Groupement de Sémites habitant à l’est du Jourdain, entre le pays de Gad et le désert arabique. La tradition biblique les rattachait à Lot, et leur père était ce Ben-Ammi, signifiant : fils de mon père, né de l’union incestueuse de Lot et de sa fille cadette (Genèse 19.38). Il est remarquable que les textes assyriens désignent les Ammonites avec l’expression « Bêt-Ammânou » (de même Bêt-Omri signifie Israël).

Dans l’Ancien Testament on les appelle Bené-Ammon ou Ammonites (seul, Psaumes 83.8 dit Ammon). Ben-Ammi était frère puîné de Moab (Genèse 19.37) et les deux peuples, Ammonites et Moabites, voisins géographiquement, sont sans cesse nommés ensemble (Juges 10.6 ; 2 Chroniques 20.1).

Les Ammonites avaient exterminé une race de géants, les Zam-zummim (Deutéronome 2.20), et pris leur territoire, limité sensiblement au nord par le Jabbok, au sud par l’Arnon, à l’ouest par le Jourdain (Juges 11.13). Toute cette région était d’ailleurs très convoitée et les Ammonites durent compter avec les Moabites (au IXe siècle, Mésa domine le pays de l’Arnon), avec les Amoréens qui s’établirent à Hesbon, et finalement avec les Israélites, qui eurent grand’peine à se frayer un passage au milieu de populations très peu accueillantes.
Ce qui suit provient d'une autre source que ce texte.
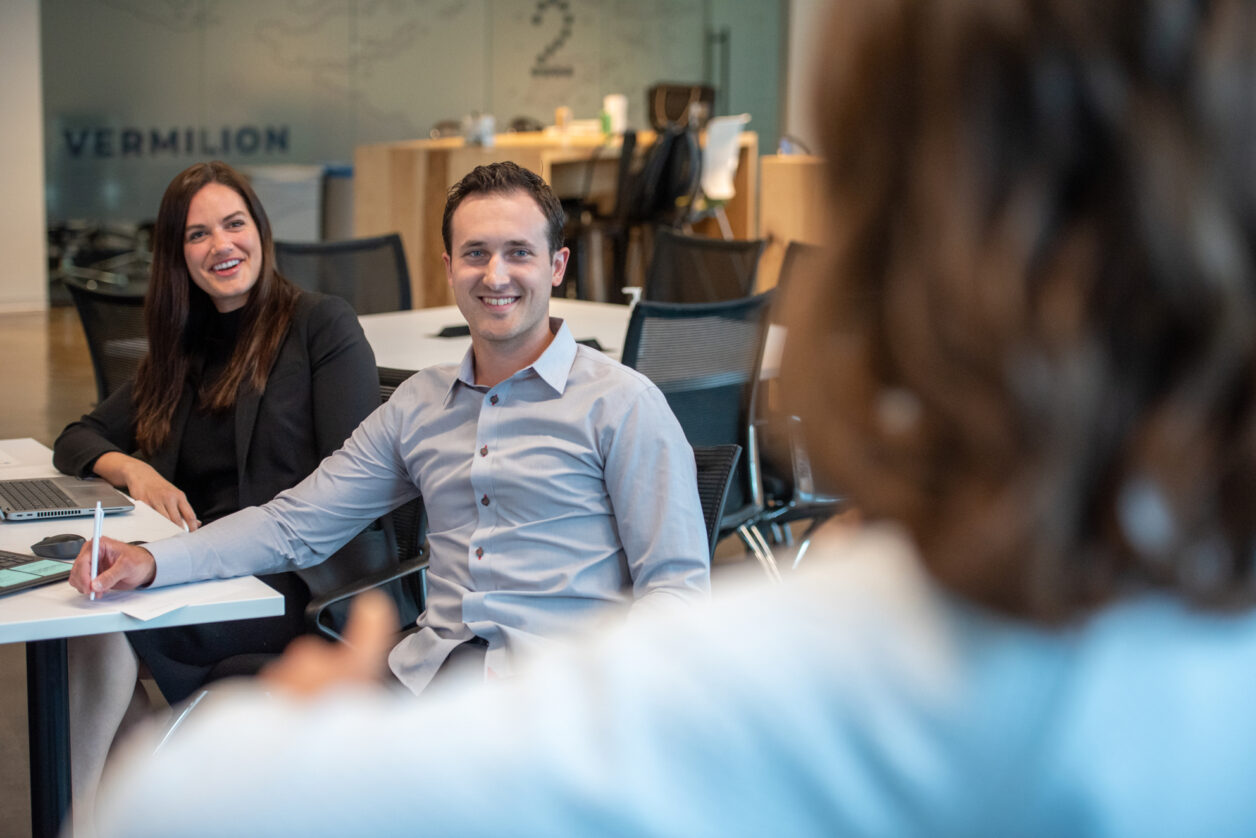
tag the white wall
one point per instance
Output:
(24, 279)
(808, 23)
Les Ammonites tenaient solidement la ligne du Jabbok (Nahr-ez-Zerkà), frontière naturelle (Nombres 21.24 ; Deutéronome 2.37 ; Deutéronome 3.16), et leur capitale Rabbath était dans un site facile à défendre (Deutéronome 3.11). Ils ne renonçaient d’ailleurs pas à s’étendre et espéraient profiter de l’état anarchique d’Israël. Avec les Moabites, ils franchirent le Jourdain et prirent Jérico (Juges 3.13 et suivant), mais Éhud rétablit la situation. Peu après, ils se heurtèrent à Jephté qui défendait le pays de Galaad (Juges 11.4-11 ; Juges 11.32 ; Juges 12.1-3), puis à Saül, venu au secours de Jabès (1 Samuel 11) ou préoccupé d’affermir sa toute récente royauté (1 Samuel 14.47). David pratiqua d’abord une politique de conciliation (2 Samuel 10.2), mais la guerre reprit plus violente que jamais : Rabbath fut occupée (2 Samuel 11.1) et le pays durement traité. Il témoigna pourtant plus tard sa sympathie à David fuyant Absalom (2 Samuel 17.27-29), et l’un des siens fut compté au nombre des héros du roi (2 Samuel 23.37).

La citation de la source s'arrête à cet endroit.